Transat A.T. Inc. shares have descended a further 3 per cent in afternoon trading after plunging 9 per cent Thursday in reaction to its disastrous third quarter.
Adjusted earnings per share of 7 cents were far below consensus forecasts of 51 cents, as excess competition in the transatlantic market resulted in very weak margins. Transat also announced a management shakeup that resulted in the departures of chief operating officer Nelson Gentiletti and Transat Tours Canada president Michael DiLollo.

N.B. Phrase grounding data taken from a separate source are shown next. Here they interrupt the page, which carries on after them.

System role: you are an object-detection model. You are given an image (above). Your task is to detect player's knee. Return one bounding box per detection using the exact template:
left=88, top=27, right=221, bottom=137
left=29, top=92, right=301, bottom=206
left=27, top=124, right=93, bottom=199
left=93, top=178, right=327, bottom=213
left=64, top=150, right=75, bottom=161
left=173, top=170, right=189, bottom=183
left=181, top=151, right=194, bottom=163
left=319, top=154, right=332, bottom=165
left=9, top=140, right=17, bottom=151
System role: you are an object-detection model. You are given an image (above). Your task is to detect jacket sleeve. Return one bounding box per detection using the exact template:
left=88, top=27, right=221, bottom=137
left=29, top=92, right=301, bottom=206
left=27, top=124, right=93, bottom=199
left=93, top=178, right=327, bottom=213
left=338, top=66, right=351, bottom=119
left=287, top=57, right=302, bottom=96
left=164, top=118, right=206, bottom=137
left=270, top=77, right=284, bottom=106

It’s working on a cost-cutting plan to be revealed in December.
Analysts today are slashing away at their price targets, warning that investors are going to need a lot of patience to see a turnaround.

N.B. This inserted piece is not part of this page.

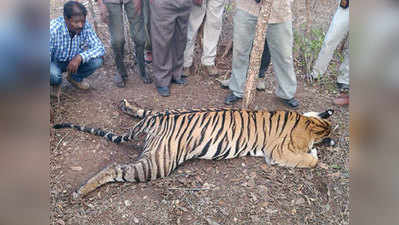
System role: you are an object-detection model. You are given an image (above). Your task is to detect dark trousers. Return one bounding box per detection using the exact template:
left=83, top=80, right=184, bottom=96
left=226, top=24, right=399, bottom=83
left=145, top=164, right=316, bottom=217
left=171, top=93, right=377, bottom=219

Canaccord Genuity analyst David Tyerman cut his target by $2.50 to $8 and maintained a “hold” rating. He had a price target on the stock of $18.25 as recently as this past June.
“We suspect TRZ may face tough competitive conditions for the next year or more due to the potential for weak economic fundamentals. This may result in continued excess capacity in TRZ’s key markets, resulting in low pricing and margins,” Mr. Tyerman wrote in a research note.
CIBC World Markets Inc. analyst Kevin Chiang, who had a rosy price target on the stock of $14 before the latest earnings release, cut his forecast to $10.50. “There is unlikely to be a rebound in profitability until fiscal 2013 at the earliest,” he said.
Mr. Chiang also offered some insight into how low Transat’s stock could fall. In previous periods of economic uncertainty, Transat’s tangible book value provided a floor for the shares. Right now, that book value is $6.71 a share.
Texas Instruments Inc. reported weak quarterly results this week along with guidance suggesting softer than expected revenue ahead for the third quarter. Canaccord Genuity analyst Bobby Burleson notes that analog bookings are looking soft in Taiwan, pointing to little rebound potential.
Downside: Mr. Burleson cut his price target by $7 to $25 while maintaining a “hold” rating.
Migao Corp. reported lower than expected earnings as a result of timing issues related to higher raw material costs and a maintenance shutdown. But Canaccord Genuity analyst Keith Carpenter believes that margins will return to more normal levels in the current quarter for the company, which owns and operates fertilizer production plants throughout China.
“We continue to recommend that clients overweight their position in Migao, but do so with the understanding that the outlook on Chinese-related equities on the TSX will likely continue to experience high volatility for the foreseeable future,” said Mr. Carpenter.
Downside: Mr. Carpenter cut his price target by 25 cents to $6 and maintained a “buy” rating.